The submission is based on data from the EMBRACA trial, which pitted the drug against chemotherapy in patients with germline (inherited) BRCA-mutated (gBRCAm), HER2-negative locally advanced or metastatic breast cancer.
The study met its primary endpoint, showing superior progression-free survival (PFS) with talazoparib versus chemotherapy (physician’s choice), which was consistent across prespecified subgroups, including those who had a history of brain metastases, and those previously treated with chemotherapy.

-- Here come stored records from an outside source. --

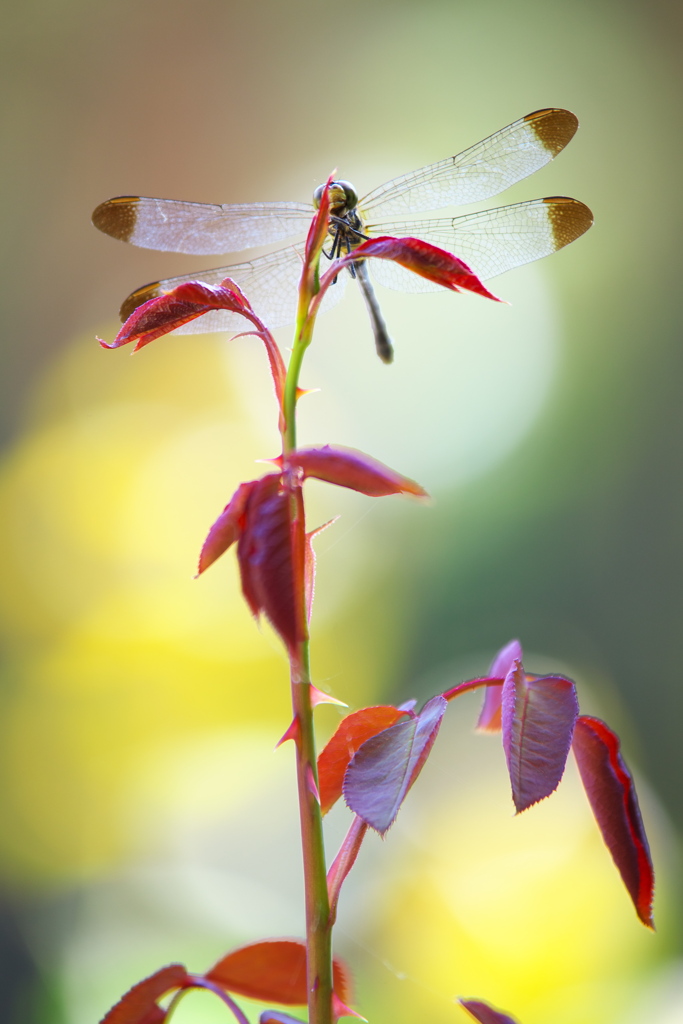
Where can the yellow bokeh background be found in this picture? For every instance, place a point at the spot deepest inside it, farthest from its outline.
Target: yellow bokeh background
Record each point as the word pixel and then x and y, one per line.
pixel 146 817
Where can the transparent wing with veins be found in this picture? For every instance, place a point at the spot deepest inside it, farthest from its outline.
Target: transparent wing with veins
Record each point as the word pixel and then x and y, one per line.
pixel 270 283
pixel 491 242
pixel 484 170
pixel 200 228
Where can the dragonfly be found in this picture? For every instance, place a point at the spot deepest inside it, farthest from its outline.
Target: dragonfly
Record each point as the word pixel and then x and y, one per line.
pixel 491 242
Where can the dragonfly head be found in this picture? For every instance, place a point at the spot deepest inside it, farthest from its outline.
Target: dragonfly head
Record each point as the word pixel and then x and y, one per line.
pixel 343 198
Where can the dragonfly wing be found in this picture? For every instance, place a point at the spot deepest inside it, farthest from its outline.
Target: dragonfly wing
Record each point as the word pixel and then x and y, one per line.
pixel 270 284
pixel 481 171
pixel 493 241
pixel 199 228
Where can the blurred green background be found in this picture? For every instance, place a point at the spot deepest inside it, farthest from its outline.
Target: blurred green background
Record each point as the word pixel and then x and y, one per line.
pixel 144 816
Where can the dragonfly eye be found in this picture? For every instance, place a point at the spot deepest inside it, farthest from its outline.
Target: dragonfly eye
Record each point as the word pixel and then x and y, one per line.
pixel 349 193
pixel 349 202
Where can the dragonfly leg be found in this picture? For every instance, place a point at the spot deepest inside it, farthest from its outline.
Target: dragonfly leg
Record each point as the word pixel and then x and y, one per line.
pixel 382 339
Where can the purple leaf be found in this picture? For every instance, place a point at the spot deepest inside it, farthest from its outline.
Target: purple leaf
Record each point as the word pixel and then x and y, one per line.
pixel 275 1017
pixel 385 767
pixel 489 717
pixel 539 717
pixel 485 1014
pixel 612 797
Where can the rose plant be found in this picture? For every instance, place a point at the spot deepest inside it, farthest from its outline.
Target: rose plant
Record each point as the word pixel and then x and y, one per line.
pixel 377 753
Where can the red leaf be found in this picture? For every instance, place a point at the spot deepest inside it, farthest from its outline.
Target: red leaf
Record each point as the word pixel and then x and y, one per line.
pixel 426 260
pixel 273 971
pixel 349 468
pixel 385 767
pixel 266 561
pixel 489 717
pixel 139 1005
pixel 612 797
pixel 539 717
pixel 350 734
pixel 485 1014
pixel 163 314
pixel 225 529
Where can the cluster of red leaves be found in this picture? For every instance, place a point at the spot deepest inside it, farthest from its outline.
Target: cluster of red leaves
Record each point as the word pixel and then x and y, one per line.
pixel 272 971
pixel 376 755
pixel 263 515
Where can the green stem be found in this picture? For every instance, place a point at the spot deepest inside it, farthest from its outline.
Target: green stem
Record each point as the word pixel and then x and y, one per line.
pixel 318 926
pixel 318 923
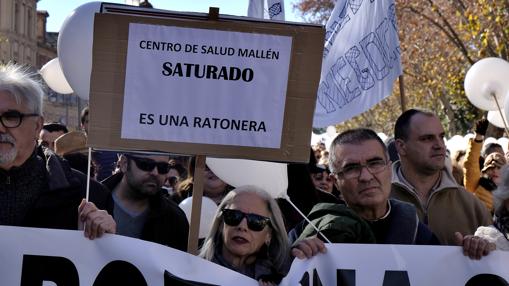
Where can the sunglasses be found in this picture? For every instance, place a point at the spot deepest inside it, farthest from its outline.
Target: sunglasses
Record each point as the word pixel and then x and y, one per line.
pixel 254 222
pixel 147 165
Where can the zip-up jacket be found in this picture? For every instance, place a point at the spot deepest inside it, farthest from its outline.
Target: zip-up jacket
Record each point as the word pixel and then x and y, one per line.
pixel 449 209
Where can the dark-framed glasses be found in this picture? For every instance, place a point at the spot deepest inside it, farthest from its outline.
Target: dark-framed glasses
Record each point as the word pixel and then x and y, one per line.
pixel 254 222
pixel 354 170
pixel 148 165
pixel 13 118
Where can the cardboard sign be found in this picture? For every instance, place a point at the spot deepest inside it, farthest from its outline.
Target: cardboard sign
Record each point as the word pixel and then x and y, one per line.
pixel 190 65
pixel 228 88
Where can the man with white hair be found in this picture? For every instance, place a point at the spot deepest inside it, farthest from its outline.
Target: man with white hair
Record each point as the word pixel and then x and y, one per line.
pixel 38 188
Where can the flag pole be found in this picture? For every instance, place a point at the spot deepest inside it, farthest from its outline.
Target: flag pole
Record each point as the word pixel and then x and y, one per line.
pixel 402 98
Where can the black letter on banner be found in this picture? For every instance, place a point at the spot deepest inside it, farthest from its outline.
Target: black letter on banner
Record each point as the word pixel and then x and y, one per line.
pixel 304 281
pixel 172 280
pixel 38 268
pixel 396 278
pixel 316 279
pixel 486 279
pixel 120 273
pixel 346 277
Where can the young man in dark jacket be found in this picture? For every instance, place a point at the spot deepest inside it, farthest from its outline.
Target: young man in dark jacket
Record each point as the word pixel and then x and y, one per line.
pixel 139 205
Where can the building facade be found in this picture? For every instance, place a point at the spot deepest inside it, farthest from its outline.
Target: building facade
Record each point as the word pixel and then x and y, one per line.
pixel 24 40
pixel 18 39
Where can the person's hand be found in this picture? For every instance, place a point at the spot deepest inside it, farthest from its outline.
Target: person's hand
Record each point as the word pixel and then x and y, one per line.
pixel 481 126
pixel 308 248
pixel 94 221
pixel 474 247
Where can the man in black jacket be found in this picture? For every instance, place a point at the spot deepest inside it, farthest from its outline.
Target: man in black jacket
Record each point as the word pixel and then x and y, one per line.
pixel 139 204
pixel 37 188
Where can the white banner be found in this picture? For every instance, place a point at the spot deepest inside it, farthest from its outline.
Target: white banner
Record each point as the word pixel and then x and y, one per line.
pixel 37 255
pixel 361 60
pixel 25 251
pixel 396 265
pixel 205 86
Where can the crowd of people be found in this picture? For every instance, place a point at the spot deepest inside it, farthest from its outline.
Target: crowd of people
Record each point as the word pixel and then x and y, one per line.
pixel 360 190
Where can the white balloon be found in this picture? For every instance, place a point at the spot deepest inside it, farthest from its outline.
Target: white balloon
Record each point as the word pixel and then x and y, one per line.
pixel 208 212
pixel 52 74
pixel 331 131
pixel 486 78
pixel 504 142
pixel 270 176
pixel 457 142
pixel 382 136
pixel 74 47
pixel 489 140
pixel 495 118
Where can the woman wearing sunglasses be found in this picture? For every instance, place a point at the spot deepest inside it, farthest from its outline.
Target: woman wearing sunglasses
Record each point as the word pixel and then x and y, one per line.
pixel 248 236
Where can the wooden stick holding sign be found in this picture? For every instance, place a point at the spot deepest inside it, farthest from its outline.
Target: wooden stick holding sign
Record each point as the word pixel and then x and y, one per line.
pixel 194 226
pixel 199 170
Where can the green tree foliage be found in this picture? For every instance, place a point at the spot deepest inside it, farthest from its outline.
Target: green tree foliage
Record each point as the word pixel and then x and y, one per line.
pixel 440 40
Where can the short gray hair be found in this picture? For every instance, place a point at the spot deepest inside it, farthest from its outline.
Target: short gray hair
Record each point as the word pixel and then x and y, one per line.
pixel 352 136
pixel 21 83
pixel 279 248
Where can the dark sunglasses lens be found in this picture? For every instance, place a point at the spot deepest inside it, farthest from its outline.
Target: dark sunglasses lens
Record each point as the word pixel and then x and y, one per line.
pixel 163 168
pixel 256 222
pixel 148 165
pixel 232 217
pixel 145 165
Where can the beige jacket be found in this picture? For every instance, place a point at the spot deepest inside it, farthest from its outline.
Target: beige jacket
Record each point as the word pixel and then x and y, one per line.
pixel 450 208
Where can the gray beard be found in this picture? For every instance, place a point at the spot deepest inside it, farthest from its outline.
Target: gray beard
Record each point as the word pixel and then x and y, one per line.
pixel 9 156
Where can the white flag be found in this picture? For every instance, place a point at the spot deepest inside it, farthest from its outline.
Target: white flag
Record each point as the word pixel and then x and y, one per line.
pixel 361 59
pixel 275 9
pixel 255 9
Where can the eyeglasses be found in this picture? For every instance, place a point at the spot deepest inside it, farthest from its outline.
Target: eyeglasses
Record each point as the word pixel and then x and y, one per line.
pixel 147 165
pixel 254 222
pixel 13 118
pixel 354 170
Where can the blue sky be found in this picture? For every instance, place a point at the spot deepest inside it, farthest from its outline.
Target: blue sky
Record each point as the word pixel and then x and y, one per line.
pixel 59 9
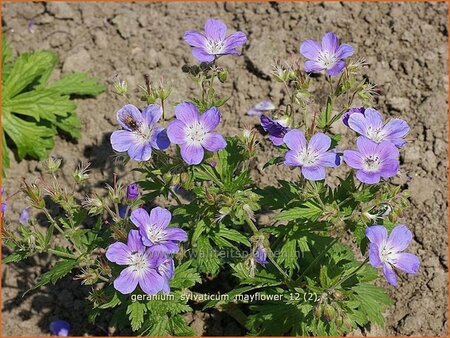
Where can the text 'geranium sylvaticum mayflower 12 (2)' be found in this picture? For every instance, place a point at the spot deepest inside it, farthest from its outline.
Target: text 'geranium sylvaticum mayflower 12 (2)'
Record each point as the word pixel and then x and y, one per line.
pixel 281 211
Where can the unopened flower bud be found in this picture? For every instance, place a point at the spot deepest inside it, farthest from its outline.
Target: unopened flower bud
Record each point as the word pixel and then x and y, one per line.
pixel 34 194
pixel 120 86
pixel 329 313
pixel 318 310
pixel 52 165
pixel 164 93
pixel 24 217
pixel 339 321
pixel 223 75
pixel 94 205
pixel 81 174
pixel 132 191
pixel 115 194
pixel 338 295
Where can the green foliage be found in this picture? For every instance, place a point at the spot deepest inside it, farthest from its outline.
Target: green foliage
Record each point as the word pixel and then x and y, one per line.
pixel 33 110
pixel 284 256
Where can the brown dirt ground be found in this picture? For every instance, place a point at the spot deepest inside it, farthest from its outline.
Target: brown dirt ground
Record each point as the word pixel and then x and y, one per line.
pixel 405 44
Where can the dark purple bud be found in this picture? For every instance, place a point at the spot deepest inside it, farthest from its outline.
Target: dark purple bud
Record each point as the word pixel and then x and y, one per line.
pixel 24 217
pixel 60 328
pixel 3 203
pixel 346 116
pixel 132 191
pixel 261 255
pixel 122 211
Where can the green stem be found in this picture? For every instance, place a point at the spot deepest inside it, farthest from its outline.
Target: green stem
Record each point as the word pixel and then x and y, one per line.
pixel 56 225
pixel 270 254
pixel 175 196
pixel 310 266
pixel 103 278
pixel 62 254
pixel 350 275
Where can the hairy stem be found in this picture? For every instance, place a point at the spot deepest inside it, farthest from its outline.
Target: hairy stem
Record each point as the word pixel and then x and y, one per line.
pixel 270 254
pixel 315 261
pixel 56 225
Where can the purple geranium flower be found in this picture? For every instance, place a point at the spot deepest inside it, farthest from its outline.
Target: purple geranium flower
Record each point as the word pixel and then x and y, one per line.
pixel 60 328
pixel 142 267
pixel 326 56
pixel 371 125
pixel 275 128
pixel 261 108
pixel 373 161
pixel 155 232
pixel 261 254
pixel 352 111
pixel 4 205
pixel 214 42
pixel 312 157
pixel 193 132
pixel 24 216
pixel 166 268
pixel 141 132
pixel 387 252
pixel 132 191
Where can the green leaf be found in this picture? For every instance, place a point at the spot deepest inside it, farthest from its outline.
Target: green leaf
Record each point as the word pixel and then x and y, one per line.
pixel 41 104
pixel 6 58
pixel 179 327
pixel 31 139
pixel 136 312
pixel 5 155
pixel 233 235
pixel 77 84
pixel 288 254
pixel 309 210
pixel 274 319
pixel 206 257
pixel 185 276
pixel 15 257
pixel 373 301
pixel 325 115
pixel 27 69
pixel 273 161
pixel 113 302
pixel 60 270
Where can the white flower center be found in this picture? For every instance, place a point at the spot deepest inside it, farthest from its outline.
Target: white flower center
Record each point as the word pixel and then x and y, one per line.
pixel 326 59
pixel 376 134
pixel 215 47
pixel 371 163
pixel 195 133
pixel 387 254
pixel 163 269
pixel 138 262
pixel 155 234
pixel 307 157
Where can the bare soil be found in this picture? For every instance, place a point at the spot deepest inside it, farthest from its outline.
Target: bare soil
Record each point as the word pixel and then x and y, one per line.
pixel 404 43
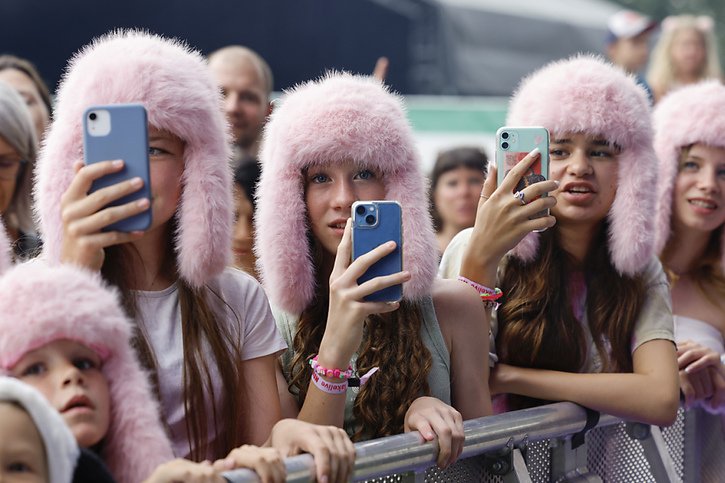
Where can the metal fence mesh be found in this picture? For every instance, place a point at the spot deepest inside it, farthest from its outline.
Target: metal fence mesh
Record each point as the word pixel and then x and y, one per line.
pixel 696 439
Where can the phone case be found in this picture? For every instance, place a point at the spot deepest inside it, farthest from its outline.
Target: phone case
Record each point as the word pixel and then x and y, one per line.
pixel 120 132
pixel 368 234
pixel 512 145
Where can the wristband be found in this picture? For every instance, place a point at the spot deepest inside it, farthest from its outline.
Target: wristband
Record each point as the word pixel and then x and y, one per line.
pixel 329 387
pixel 331 373
pixel 489 296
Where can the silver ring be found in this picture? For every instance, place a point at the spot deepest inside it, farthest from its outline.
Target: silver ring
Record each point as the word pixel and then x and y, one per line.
pixel 519 195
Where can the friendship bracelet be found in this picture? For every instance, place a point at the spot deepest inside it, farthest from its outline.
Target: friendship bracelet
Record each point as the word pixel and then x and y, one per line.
pixel 331 373
pixel 487 294
pixel 329 387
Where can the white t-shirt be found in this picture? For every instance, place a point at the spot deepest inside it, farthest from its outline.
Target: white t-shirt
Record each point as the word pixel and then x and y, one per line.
pixel 251 323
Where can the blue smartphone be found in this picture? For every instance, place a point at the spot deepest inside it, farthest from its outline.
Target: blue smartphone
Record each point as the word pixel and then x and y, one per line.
pixel 375 223
pixel 120 131
pixel 512 145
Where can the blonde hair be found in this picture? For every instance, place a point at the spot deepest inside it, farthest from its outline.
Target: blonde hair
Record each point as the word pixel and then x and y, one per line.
pixel 16 128
pixel 661 74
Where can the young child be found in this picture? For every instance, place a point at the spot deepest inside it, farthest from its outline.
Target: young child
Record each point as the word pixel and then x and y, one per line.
pixel 35 444
pixel 62 332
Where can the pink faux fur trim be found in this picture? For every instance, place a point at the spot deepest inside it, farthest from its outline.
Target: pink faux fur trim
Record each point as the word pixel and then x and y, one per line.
pixel 340 116
pixel 692 114
pixel 174 84
pixel 40 304
pixel 586 94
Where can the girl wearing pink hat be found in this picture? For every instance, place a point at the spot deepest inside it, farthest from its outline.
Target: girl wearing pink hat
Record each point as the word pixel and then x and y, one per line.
pixel 331 142
pixel 106 401
pixel 205 331
pixel 689 126
pixel 585 313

Median PFS was 8.6 months for patients in the talazoparib arm versus 5.6 months for those receiving chemo, while patients receiving the PARP inhibitor were 45.8 percent less likely to have disease progression.
On the safety side, grade 3 or higher adverse reactions with talazoparib that occurred with a frequency of at least 10 percent were anemia (35 percent), neutropenia (17 percent) and thrombocytopenia (17 percent).
Mace Rothenberg, chief development officer, Oncology, Pfizer Global Product Development, said the filing acceptances in the US and EU are an example of the success of the firm’s precision medicine approach to drug development, in this case targeting the faulty DNA damage repair process linked with BRCA mutations.
“We are now one step closer to offering a potential alternative to chemotherapy for these patients,” he noted.
In the US, the submission has been assigned a priority review, which should significantly shorten the time frame for regulatory assessment.
Pfizer picked up rights to talazoparib via its $14-billion purchase of Medivation in 2016.